Third, Camesa's imports into the United States of strand from Mexico
increased during the POI, while Camesa's imports into the United States
of wire rope from Mexico ceased after the Department issued the
affirmative preliminary determination of sales at less than fair value
of steel wire rope from Mexico. Finally, Camesa Inc. is a wholly-owned
subsidiary of Grupo Camesa. Thus, the pattern of trade, relationship
between Grupo Camesa and Camesa Inc., and level of imports into the
United States support a finding of circumvention of the antidumping
duty order.
Based on this affirmative preliminary determination of
circumvention, we have preliminarily determined that strand, as defined
above, falls within the scope of the antidumping duty order on steel
wire rope from Mexico, pursuant to section 781(a)(1) of the Tariff Act.
Suspension of Liquidation
In accordance with section 773(d) of Tariff Act, the Department is
directing the U.S. Customs Service to suspend liquidation of all
entries of stranded wire from Mexico having a lay or twist of not more
than 1 revolution for a length equal to the strand diameter multiplied
by 8.5, that are entered, or withdrawn from warehouse, for consumption
on or after the date of publication of this notice in the Federal
Register.
The merchandise subject to suspension of liquidation is wire strand
of the kind used in the production of steel wire rope, as defined in
the ``Scope of the Anticircumvention Inquiry'' section of this notice.
The U.S. Customs Service shall require a cash deposit or posting of
bond in the amount of 111.68 percent. This suspension of liquidation
will remain in effect until further notice.

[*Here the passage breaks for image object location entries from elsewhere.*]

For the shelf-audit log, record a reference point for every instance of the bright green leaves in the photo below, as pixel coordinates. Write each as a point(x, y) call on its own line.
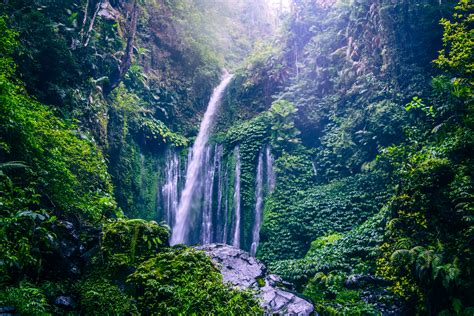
point(284, 132)
point(126, 242)
point(417, 103)
point(185, 281)
point(8, 42)
point(458, 39)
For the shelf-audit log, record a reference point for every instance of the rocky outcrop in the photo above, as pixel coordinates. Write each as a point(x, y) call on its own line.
point(246, 272)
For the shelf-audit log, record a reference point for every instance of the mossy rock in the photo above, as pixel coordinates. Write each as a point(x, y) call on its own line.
point(98, 296)
point(128, 242)
point(185, 281)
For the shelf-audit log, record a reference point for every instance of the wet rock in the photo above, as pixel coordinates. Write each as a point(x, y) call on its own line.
point(65, 302)
point(246, 272)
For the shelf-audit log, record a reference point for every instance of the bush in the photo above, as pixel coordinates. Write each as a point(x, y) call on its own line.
point(185, 281)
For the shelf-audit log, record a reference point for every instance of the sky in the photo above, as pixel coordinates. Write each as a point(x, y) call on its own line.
point(284, 3)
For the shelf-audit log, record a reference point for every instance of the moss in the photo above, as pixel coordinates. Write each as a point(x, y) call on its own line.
point(26, 298)
point(185, 281)
point(98, 296)
point(127, 242)
point(260, 282)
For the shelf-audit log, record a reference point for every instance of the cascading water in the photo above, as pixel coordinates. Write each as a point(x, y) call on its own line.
point(236, 238)
point(183, 214)
point(258, 205)
point(170, 189)
point(209, 172)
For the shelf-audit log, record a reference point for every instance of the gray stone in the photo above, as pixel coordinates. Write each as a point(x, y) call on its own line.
point(245, 272)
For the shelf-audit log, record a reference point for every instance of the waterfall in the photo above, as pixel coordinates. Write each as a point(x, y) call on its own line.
point(258, 205)
point(271, 177)
point(218, 232)
point(236, 239)
point(209, 172)
point(183, 214)
point(170, 189)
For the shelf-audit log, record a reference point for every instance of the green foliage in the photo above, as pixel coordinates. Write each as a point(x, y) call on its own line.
point(284, 131)
point(354, 252)
point(26, 298)
point(330, 297)
point(185, 281)
point(101, 296)
point(458, 43)
point(126, 242)
point(297, 212)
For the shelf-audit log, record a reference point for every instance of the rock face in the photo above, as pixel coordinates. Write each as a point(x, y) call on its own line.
point(243, 271)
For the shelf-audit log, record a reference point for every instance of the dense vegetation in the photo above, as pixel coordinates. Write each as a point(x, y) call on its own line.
point(367, 106)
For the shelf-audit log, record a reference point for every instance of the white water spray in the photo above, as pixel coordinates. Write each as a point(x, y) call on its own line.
point(181, 227)
point(236, 239)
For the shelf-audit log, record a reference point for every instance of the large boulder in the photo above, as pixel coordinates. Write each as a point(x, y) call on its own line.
point(246, 272)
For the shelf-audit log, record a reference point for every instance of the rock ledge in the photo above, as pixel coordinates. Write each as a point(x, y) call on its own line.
point(244, 271)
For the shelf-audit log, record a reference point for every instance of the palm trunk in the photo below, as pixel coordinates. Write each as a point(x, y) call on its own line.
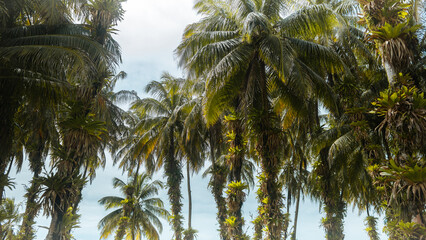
point(27, 232)
point(32, 208)
point(267, 145)
point(236, 162)
point(219, 178)
point(189, 199)
point(56, 222)
point(173, 172)
point(296, 215)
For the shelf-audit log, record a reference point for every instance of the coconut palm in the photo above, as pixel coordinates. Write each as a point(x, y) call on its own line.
point(137, 213)
point(9, 217)
point(162, 121)
point(246, 49)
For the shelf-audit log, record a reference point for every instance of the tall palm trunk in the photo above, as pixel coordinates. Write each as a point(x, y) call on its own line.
point(235, 160)
point(219, 179)
point(56, 222)
point(188, 176)
point(296, 214)
point(267, 145)
point(173, 172)
point(32, 208)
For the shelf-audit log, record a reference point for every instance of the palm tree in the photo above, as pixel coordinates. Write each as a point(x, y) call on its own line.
point(37, 48)
point(9, 217)
point(193, 144)
point(245, 49)
point(42, 135)
point(395, 36)
point(137, 213)
point(162, 121)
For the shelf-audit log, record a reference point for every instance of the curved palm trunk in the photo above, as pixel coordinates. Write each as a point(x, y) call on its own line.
point(173, 172)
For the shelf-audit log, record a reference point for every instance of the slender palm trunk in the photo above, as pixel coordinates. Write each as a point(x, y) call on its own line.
point(32, 208)
point(188, 176)
point(267, 145)
point(296, 214)
point(173, 171)
point(219, 178)
point(56, 222)
point(236, 159)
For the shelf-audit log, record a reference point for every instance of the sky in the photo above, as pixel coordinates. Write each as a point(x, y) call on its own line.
point(148, 35)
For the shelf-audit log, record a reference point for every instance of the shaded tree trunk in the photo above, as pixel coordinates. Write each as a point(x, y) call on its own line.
point(189, 199)
point(173, 172)
point(56, 222)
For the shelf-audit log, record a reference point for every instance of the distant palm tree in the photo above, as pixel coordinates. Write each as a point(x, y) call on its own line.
point(246, 49)
point(162, 122)
point(9, 217)
point(138, 210)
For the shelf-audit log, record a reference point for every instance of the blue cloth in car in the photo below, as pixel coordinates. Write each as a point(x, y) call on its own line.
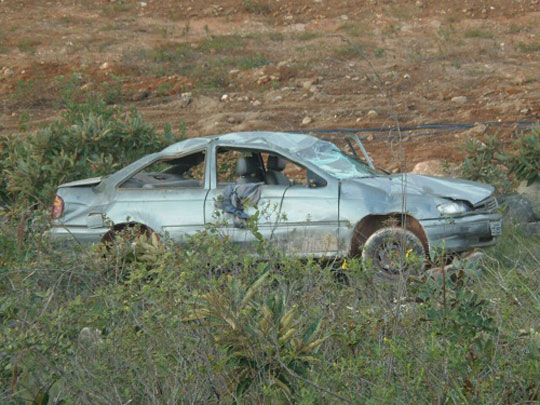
point(236, 197)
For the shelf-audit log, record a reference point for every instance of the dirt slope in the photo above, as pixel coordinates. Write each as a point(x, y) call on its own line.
point(237, 65)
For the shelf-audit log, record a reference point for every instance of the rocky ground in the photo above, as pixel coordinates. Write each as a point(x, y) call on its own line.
point(237, 65)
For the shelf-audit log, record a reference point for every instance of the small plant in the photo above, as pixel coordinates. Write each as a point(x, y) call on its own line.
point(28, 45)
point(478, 33)
point(526, 164)
point(486, 162)
point(531, 47)
point(262, 340)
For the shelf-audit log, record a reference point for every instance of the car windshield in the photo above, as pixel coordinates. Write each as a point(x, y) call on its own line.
point(335, 162)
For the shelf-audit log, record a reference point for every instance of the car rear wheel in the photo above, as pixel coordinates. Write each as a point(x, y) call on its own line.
point(394, 252)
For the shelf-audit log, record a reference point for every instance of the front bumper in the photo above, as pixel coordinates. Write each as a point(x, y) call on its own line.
point(80, 234)
point(458, 234)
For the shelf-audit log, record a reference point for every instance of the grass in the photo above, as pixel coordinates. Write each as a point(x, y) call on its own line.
point(307, 36)
point(354, 50)
point(479, 33)
point(150, 321)
point(207, 64)
point(529, 47)
point(28, 45)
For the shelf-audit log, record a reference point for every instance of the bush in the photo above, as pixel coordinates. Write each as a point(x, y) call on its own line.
point(487, 160)
point(207, 323)
point(92, 139)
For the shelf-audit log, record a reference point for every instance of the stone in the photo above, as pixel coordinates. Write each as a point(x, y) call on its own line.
point(233, 120)
point(434, 167)
point(6, 71)
point(186, 97)
point(307, 121)
point(372, 114)
point(459, 99)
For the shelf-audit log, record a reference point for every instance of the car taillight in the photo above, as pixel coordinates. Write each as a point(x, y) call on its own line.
point(58, 208)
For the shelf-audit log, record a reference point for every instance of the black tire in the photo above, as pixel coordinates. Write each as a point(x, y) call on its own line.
point(383, 251)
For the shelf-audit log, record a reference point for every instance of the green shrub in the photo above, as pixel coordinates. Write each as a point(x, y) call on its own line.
point(526, 164)
point(488, 161)
point(92, 139)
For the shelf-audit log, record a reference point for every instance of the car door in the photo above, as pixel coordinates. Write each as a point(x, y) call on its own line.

Notification of the International Trade Commission
The Department, consistent with section 781(e) of the Tariff Act,
will notify the ITC of this preliminary determination to include the
merchandise subject to this inquiry within the antidumping duty order
on steel wire rope from Mexico. Pursuant to section 781(e) of the
Tariff Act, the ITC may request consultations concerning the
Department's proposed inclusion of the subject merchandise. If, after
consultations, the ITC believes that a significant injury issue is
presented by the proposed inclusion, the ITC may provide written advice
to the Department. In such a case, the ITC will have 60 days to provide
written advice to the Department.
Public Comment
Interested parties may request disclosure within 5 days of the date
of publication of this determination, and may request a hearing within
10 days of publication. Case briefs and/or written comments from
interested parties may be submitted no later than 30 days after the
date of publication of this notice. Rebuttal briefs and rebuttals to
comments, limited to issues raised in those briefs or comments, may be
filed no later than 37 days after publication of this notice. Any
hearing, if requested, will be held 44 days after publication of this
notice. The Department will publish the final determination with
respect to the circumvention inquiry, including the results of its
analysis of any written comments.
This preliminary affirmative circumvention determination is in
accordance with section 781(a) of the Tariff Act and 19 CFR 353.29(e).
Dated: May 19, 1994.
Susan G. Esserman,
Assistant Secretary for Import Administration.